AES appealed the decision in federal court but lost that battle four years ago. The project also faced a court challenge from opponents, who filed suit to have the Federal Energy Commission's approval overturned.
"We figured they must be dormant and just waiting for the right time to strike back, but what you're telling me, that's the best news I've heard," said Guido Guarnaccia Sr., an Edgemere resident and founding member of the LNG Opposition Team. "Good riddance."
AES is an electricity powerhouse with about $18 billion in annual revenue. It owns power plants, distribution and utilities in 23 countries and employs about 25,000 people, according to its website.
On top of all the legal wrangling over the Sparrows Point terminal, the market for natural gas has changed dramatically since the proposed project was announced in January 2006, making the import business less attractive. The boom in domestic shale gas production — prompted by hydraulic fracturing, or "fracking" — helped drive prices down from about $7 per million British thermal units at the beginning of 2006 to about $3.50 today.
The nation's net imports of natural gas dropped 23 percent last year from the year before, according to the U.S. Energy Information Administration. Much of what the country does import comes from Canada via pipeline rather than on tankers headed to terminals, the agency said.

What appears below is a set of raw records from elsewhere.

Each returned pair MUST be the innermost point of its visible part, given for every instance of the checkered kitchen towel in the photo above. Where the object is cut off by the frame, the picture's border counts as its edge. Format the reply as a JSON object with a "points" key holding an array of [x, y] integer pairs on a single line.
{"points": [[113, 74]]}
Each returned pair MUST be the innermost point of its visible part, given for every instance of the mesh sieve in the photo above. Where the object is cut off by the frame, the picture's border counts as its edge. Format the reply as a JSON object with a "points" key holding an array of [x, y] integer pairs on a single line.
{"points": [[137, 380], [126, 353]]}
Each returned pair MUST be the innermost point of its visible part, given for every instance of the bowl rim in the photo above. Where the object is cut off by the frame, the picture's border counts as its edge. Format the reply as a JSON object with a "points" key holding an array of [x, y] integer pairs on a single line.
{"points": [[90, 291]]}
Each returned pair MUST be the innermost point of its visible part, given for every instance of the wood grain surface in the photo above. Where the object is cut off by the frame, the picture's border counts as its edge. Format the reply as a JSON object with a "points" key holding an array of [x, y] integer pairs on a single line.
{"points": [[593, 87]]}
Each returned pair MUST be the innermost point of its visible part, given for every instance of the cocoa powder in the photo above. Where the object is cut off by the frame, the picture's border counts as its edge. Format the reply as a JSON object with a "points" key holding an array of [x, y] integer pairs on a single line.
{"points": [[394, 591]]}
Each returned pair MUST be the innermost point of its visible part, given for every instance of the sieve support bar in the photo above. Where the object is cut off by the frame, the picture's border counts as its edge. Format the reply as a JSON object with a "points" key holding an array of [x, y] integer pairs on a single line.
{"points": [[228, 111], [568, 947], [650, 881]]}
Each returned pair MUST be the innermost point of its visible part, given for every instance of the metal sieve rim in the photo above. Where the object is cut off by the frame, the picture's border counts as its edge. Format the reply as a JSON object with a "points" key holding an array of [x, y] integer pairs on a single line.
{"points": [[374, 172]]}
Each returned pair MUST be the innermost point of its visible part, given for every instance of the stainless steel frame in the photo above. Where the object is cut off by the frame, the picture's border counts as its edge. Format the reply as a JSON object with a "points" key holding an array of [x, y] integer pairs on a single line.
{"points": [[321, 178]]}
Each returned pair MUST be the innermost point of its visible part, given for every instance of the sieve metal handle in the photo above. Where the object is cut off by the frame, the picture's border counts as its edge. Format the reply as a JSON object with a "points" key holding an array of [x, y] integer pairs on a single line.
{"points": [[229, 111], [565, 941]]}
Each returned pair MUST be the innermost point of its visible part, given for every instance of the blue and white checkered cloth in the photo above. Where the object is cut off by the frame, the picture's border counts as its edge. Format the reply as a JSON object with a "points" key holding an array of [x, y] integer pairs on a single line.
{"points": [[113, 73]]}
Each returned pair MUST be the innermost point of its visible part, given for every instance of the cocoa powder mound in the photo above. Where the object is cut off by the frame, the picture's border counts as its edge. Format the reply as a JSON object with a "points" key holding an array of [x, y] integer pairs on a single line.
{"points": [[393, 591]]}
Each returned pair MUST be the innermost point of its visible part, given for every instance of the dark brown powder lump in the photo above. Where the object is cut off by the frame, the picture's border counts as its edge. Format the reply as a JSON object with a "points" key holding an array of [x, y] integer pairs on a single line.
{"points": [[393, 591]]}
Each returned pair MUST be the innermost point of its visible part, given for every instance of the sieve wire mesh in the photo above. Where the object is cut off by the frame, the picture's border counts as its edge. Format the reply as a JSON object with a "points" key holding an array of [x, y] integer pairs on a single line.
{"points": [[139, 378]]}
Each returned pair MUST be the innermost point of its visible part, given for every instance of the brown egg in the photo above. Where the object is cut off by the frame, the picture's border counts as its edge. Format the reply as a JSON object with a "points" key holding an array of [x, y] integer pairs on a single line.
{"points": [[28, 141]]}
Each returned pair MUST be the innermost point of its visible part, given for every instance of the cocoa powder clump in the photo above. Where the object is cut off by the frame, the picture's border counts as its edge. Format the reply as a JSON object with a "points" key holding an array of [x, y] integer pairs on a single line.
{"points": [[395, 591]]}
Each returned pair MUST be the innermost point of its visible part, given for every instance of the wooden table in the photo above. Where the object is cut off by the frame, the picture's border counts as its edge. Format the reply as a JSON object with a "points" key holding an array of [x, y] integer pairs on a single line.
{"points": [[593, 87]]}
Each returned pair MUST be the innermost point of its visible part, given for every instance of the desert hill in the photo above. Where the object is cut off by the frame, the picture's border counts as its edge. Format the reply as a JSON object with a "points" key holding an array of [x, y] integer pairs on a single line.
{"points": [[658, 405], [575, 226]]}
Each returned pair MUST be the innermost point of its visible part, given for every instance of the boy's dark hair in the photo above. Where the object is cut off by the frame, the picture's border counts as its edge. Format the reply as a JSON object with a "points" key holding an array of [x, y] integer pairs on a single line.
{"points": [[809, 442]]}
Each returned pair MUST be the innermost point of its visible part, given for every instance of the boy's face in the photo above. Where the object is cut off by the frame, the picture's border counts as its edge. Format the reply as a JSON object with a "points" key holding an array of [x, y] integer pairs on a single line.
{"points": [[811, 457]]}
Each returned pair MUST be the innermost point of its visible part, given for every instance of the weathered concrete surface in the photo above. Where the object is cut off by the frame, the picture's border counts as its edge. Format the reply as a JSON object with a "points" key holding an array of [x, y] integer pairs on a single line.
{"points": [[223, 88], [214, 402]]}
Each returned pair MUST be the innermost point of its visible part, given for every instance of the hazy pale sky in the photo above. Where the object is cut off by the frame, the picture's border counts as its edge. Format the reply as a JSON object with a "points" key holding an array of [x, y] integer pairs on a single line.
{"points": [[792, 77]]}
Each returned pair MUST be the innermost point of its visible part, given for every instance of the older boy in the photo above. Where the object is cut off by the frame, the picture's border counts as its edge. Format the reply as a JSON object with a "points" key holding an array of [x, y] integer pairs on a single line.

Russell S. Donnelly, an Edgemere resident who leads the LNG Opposition Team, figures these market forces played a role in AES's decision. But the water-quality certification was the big hurdle, he said.
He's sure the terminal would have been built years ago if residents hadn't objected.
"We held their feet to the fire," he said. "We were prepared to hang on and fight if it took the next hundred years."
Residents worried about the potential for explosions and raised concerns that the terminal and incoming tankers could be terrorist targets. Robert L. Ehrlich Jr. opposed the project as governor, and Gov. Martin O'Malley called it "a threat to our homeland security."
Plans to dredge near the terminal as part of that project also met with objections. The waters and sediment near Sparrows Point are contaminated with decades of toxic chemicals from steelmaking there.